How to Find Contractors

Summary: Find good home building contractors and subcontractors through a building supply company or your carpenter, or on a new home building job site.

As mentioned earlier, a lumber supply is the best place to start for finding your carpenter. Your carpentry will be able to recommend almost everyone else, as he is on the job more than the others and knows most of the other contractors involved in building a house.

A good contractor is a working contractor, especially during a recession or other downturn in housing starts. This is not always true, but it is a pretty safe bet. The really good ones are sought after and always busy because they do good work and are reliable.

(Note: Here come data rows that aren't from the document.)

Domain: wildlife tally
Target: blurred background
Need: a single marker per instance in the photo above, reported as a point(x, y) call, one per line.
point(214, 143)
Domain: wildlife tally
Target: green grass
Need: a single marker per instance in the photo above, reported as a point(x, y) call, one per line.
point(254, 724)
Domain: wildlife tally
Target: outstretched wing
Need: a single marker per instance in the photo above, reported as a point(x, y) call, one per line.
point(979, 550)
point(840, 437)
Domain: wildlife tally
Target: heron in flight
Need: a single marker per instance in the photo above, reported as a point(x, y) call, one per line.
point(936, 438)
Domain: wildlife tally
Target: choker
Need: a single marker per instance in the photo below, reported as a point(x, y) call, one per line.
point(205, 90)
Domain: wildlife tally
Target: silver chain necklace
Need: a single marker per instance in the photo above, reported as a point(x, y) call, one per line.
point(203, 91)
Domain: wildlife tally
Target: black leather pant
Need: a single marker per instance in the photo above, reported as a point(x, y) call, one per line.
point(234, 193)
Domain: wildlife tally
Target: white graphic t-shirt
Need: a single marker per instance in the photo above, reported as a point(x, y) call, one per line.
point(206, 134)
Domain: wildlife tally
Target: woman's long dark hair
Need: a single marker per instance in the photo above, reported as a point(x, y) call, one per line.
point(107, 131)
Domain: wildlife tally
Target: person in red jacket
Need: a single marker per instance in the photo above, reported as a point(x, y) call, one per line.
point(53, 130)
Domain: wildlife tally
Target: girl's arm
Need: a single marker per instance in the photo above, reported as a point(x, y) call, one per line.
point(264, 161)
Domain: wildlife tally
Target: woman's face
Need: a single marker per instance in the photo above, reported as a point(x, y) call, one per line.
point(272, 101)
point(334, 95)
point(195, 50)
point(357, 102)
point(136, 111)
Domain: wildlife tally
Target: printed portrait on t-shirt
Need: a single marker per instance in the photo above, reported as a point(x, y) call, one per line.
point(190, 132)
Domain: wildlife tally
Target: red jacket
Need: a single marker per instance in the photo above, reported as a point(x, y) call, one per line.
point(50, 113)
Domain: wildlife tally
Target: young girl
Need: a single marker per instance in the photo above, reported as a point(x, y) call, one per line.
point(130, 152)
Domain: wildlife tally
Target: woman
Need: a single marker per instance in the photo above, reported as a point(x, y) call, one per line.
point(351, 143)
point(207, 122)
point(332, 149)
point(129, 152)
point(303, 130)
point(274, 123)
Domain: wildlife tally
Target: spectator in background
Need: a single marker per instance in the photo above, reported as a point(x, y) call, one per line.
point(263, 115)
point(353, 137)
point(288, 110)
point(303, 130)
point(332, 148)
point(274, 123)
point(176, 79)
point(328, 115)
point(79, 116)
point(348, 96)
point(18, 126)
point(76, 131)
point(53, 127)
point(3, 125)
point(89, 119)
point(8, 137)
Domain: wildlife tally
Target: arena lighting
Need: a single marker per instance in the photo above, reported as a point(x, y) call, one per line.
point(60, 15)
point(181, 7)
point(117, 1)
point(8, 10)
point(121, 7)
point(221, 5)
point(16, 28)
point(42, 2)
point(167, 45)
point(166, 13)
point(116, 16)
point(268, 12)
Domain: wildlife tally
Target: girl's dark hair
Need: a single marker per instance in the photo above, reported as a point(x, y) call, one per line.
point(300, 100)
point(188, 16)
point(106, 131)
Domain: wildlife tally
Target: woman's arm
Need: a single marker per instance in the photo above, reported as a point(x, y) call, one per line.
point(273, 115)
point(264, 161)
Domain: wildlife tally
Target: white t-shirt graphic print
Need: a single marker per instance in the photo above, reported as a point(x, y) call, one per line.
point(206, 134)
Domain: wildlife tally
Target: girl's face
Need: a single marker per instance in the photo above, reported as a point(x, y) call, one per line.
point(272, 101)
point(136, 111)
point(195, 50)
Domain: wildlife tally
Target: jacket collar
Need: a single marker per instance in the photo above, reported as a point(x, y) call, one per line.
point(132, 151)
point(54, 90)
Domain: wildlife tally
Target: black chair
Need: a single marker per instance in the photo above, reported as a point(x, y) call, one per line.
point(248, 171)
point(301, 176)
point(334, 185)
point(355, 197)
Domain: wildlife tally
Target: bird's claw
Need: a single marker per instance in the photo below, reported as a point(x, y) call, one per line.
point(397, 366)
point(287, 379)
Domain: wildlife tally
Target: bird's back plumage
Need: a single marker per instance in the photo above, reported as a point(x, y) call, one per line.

If you can’t find a contractor through a supplier or your carpenter, the next best place to look is on a job site. Find a house under construction. Stop and ask around. You can get names, prices, and references. This takes only a few minutes. It is done all the time, and the general contractor shouldn't mind. He probably won’t even be there. Besides, he does (or his superintendents do) the very same thing.

Often the boss or owner of a subcontracting firm is on the job. Get his number and arrange a meeting. Sometimes there are signs at the job site advertising different subs.

Only certain trades of subs are listed in the Yellow Pages. Most independent carpenters are not listed. You should be able to find heating and air-conditioning companies, plumbers, electricians, roofers, waterproofing companies, lumber dealers, appliance manufacturers, and a few others.

I once hired someone who was probably one of the best drywall subcontractors in the Southeast, but he was not listed. He didn't live in the same city; he lived out in the country. He was so good that he stayed backlogged two or three weeks even during recessions. His name was given to me by a lumber dealer.

Each subcontractor should carry insurance on his or her employees and should provide you with a certificate of insurance. Since this is your first experience and you won’t be familiar with prices in your area, get three or four bids, or quotes, from different subs before selecting one. Use a written contract with all subs.

You may use the very simple ones I have provided or an attorney can provide you with one. Subcontractors and contractors may have their own contracts. At any rate, use one. Don’t trust anyone’s memory when it comes to dollars. Spell out your specifications thoroughly in your plans to be sure your bids are comparable and that all subs are bidding on exactly the same work.